В незапамятные времена, когда появились на земле первые люди, они жили по восемьсот и более лет, ибо такой срок был положен им Богом. Но все же и они умирали, – кто своей смертью, прожив отпущенные им Создателем годы, кто в результате несчастных случаев, болезней, войн, и даже убийств, ибо количество зла на земле возрастало год от года, и она уже не напоминала прекрасный зеленый сад, библейский Эдем, в котором некогда гуляли Адам и Ева. Тогда пришла нужда хоронить в земле своих мертвецов, но земля сначала не хотела их принимать, и людям с землей пришлось заключить специальный завет, чтобы открыла она наконец свое лоно, и приняла в него страшный прах тех, кто уже никогда не сможет открыть глаза.
– Хорошо, – сказала земля на многочисленные просьбы людей, молящих позволить хоронить в ней своих мертвецов, – я разрешу вам делать это, но только до тех пор, пока не останется на мне места, где могли бы вы копать свои могилы, и опускать в них умерших от разного рода бедствий, убийств и болезней. Как только не останется на мне больше места для ваших могил, как только покроюсь я ими от края и до края, от одного конца и до другого, так сразу же и возвращу вам всех тех покойников, которых вы в меня опустили. Устраивают вас эти условия, или нет, и согласны ли вы, бренные люди, заключить со мной этот страшный завет?
– Согласны, – ответили обрадованные люди, – ибо случится это еще не скоро, если случится вообще, ведь нас на земле так мало, а земля так велика, что не скоро еще покроется нашими могилами от края и до края, и не останется на ней места, чтобы хоронить умерших своей смертью и погибших разными другими способами.
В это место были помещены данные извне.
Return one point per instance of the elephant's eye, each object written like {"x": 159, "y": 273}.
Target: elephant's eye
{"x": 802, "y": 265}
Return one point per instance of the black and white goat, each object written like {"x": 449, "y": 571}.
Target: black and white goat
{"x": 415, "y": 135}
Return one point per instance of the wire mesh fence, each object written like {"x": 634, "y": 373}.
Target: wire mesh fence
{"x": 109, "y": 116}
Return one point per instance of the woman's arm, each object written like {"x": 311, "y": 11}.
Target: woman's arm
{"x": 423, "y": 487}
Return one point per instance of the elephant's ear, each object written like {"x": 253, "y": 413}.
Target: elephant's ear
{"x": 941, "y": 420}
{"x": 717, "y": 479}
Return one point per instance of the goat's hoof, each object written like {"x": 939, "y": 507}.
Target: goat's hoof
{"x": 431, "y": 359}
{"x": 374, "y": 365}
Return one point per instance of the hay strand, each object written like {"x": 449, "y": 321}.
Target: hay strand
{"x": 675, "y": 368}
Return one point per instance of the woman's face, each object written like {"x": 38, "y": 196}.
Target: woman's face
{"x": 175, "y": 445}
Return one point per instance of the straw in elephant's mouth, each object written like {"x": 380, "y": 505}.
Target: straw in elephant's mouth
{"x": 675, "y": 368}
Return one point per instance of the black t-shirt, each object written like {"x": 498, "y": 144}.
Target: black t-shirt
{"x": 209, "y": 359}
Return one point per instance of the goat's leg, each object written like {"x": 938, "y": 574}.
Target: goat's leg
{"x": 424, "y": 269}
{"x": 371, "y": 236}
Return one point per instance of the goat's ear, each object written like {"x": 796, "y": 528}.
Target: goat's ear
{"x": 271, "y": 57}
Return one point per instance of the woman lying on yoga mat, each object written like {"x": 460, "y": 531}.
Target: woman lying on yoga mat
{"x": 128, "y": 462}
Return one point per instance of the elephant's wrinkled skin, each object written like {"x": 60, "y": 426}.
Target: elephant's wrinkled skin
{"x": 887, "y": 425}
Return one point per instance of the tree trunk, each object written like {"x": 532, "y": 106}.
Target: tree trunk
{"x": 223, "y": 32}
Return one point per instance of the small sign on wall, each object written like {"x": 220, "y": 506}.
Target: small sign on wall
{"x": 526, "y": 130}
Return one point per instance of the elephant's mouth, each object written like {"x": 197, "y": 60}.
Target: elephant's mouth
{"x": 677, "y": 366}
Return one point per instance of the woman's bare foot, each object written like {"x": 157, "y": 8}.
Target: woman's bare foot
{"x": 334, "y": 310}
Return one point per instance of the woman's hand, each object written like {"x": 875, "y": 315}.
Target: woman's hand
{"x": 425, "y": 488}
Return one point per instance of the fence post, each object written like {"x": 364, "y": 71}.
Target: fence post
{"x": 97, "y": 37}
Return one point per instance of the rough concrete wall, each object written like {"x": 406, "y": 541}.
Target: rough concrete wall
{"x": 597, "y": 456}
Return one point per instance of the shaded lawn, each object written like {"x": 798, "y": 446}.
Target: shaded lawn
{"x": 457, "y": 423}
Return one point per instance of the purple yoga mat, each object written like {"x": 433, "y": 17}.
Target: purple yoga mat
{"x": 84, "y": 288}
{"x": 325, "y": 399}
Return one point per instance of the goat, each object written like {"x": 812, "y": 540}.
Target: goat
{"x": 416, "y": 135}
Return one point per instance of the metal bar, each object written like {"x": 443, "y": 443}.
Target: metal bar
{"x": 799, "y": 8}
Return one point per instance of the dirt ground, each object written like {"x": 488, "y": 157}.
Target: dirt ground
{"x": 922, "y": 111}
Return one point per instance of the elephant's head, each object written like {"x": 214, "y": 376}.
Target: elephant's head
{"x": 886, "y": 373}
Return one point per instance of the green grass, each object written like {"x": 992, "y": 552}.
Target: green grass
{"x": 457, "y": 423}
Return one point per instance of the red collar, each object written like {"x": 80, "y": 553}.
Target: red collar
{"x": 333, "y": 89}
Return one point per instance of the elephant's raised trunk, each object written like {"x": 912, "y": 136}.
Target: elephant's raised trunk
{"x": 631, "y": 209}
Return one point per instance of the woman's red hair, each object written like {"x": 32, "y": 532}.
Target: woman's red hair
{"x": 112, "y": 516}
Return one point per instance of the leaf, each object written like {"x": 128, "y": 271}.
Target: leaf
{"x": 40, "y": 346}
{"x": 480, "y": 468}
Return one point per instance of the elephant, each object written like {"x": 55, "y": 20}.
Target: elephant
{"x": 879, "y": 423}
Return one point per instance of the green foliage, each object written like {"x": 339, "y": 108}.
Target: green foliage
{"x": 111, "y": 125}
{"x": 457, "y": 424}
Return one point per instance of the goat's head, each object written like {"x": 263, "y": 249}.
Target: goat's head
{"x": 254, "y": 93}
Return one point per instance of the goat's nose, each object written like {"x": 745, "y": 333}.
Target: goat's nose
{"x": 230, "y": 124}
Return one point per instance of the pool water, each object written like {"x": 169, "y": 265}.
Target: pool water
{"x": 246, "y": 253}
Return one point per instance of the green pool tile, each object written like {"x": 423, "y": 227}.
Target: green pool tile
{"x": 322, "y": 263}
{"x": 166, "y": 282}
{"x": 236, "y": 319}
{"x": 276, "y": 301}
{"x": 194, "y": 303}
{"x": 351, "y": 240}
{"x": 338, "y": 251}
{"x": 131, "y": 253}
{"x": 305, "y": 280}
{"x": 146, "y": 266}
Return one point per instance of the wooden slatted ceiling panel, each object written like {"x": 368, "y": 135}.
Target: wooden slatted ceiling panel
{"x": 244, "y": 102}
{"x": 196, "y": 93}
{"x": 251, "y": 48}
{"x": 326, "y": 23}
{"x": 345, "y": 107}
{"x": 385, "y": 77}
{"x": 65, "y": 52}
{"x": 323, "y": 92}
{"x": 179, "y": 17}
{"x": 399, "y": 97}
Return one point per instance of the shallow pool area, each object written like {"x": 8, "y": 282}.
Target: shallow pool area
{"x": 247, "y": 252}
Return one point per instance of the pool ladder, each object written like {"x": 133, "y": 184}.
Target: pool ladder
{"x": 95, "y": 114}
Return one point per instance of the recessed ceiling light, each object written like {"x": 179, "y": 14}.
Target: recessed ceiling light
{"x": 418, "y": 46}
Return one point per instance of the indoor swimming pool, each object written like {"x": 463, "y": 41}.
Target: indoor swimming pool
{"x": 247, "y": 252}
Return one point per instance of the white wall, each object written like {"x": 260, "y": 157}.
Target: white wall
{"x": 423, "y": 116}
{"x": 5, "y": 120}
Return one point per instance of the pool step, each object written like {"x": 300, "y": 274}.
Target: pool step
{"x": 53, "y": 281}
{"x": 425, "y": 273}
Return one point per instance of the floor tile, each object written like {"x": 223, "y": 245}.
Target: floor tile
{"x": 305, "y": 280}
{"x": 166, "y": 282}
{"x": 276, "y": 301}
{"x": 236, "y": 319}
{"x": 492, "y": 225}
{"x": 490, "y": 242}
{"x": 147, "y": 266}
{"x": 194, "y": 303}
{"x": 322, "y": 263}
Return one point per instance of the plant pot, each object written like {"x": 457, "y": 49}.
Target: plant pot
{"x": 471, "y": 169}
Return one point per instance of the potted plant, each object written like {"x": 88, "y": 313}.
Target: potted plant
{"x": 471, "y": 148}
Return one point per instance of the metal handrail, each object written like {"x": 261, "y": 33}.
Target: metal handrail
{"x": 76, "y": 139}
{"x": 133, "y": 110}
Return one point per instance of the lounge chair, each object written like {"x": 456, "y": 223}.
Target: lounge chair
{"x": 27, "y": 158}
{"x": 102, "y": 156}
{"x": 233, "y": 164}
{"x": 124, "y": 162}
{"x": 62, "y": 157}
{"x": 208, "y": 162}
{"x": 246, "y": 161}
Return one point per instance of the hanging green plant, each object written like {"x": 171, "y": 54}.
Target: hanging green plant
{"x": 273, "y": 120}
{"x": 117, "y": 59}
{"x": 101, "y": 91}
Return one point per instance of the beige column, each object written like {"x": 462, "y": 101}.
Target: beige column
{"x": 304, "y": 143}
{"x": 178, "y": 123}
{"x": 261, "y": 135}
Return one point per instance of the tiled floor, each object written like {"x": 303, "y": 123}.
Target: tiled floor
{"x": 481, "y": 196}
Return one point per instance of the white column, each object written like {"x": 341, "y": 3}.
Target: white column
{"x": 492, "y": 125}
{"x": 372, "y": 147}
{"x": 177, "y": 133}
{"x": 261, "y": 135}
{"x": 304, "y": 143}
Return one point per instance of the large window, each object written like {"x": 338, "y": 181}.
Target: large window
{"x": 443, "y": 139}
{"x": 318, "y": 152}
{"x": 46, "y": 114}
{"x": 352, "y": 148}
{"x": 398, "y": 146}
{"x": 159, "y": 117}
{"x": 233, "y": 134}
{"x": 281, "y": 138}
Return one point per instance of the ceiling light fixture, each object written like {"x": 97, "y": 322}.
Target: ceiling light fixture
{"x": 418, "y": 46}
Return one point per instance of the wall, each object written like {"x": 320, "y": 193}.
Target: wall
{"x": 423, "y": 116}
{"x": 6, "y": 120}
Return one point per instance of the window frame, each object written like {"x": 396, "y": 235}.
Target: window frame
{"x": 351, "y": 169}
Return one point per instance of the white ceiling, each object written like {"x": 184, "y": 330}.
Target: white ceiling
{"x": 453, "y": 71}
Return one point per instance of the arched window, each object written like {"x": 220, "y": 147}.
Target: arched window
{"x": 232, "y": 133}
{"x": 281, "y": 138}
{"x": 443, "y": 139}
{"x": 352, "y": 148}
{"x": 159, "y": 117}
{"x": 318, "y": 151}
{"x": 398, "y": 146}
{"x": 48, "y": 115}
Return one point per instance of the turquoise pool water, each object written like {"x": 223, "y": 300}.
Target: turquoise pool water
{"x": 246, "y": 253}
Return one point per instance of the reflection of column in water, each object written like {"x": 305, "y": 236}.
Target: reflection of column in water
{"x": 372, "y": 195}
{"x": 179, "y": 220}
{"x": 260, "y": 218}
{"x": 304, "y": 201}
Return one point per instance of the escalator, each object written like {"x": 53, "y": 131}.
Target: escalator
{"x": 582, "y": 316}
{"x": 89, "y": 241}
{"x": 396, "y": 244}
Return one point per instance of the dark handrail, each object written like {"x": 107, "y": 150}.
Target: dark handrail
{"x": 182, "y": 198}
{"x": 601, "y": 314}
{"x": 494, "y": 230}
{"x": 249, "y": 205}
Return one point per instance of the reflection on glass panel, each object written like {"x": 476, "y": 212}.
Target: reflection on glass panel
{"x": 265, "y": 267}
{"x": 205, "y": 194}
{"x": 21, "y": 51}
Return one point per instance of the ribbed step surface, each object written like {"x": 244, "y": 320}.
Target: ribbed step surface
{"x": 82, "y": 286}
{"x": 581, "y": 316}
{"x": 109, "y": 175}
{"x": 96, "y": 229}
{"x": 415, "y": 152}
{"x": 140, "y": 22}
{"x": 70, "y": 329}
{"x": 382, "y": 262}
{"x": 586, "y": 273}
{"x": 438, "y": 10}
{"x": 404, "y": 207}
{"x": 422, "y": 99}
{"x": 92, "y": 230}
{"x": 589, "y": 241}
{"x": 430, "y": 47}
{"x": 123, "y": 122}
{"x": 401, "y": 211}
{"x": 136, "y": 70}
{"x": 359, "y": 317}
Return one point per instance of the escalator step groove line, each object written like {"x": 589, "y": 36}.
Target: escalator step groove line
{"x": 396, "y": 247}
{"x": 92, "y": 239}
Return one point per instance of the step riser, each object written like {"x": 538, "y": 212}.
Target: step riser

И земля заключила с людьми этот страшный завет, терпеливо год за годом и столетие за столетием принимая в себя их мертвецов, и позволяя выкапывать в себе глубокие и скорбные могилы, которые со временем зарастали травой забвения. Шли годы, проходили тысячелетия, род людской размножился на земле чрезвычайно, покрыв ее от одного края и до другого, возводя на ней прекрасные города с храмами, дворцами и разного рода жилищами. И точно так же чрезвычайно распространилось на земле зло, убийства и войны, пришли на землю голод и страшные болезни, которые выкашивали на ней людей миллионами, и заполняли ее скорбными и бесчисленными кладбищами, счет которым давно уже был потерян. Нет, кажется, на земле места, где хотя бы однажды не хоронили кого-нибудь, и очень часто прекрасные и цветущие города стоят на месте забытых кладбищ, а дома людей устраиваются на фундаментах заброшенных склепов. Давно уже забыли люди, увлеченные новыми идеями и новыми проектами, о своем страшном завете с землей, но земля все помнит, и ведет скрупулезный подсчет каждой своей пяди, зная, что пядей этих осталось совсем немного, и когда не будет больше на ней места, где хотя бы один раз не копали могилу, и не хоронили кого-нибудь, она откроет все свои тайны и мрачные кладовые, и возвратит людям кости всех их дорогих мертвецов. Ибо каждый мертвец, хотя бы кому-нибудь, хотя бы раз в жизни, но был дорог. Тогда не смогут больше люди жить на земле, ибо некуда будет ступить из-за обилия черепов и костей, которые вдруг, в одночасье, в одно мгновение, появятся из-под земли, и возопят люди, простирая руки к небу, и умоляя Господа Бога убить их, ибо жить в бесконечном склепе размером с землю станет им невыносимо. И воскресит Господь Бог всех когда-либо умерших, восставших ныне из-под земли, и будет судить вместе с живыми, и воздаст каждому по делам их. И воздаяние это назовется Страшным Судом, который придет, когда закончится долготерпение земли, и завет между ней и человеком утратит свою силу.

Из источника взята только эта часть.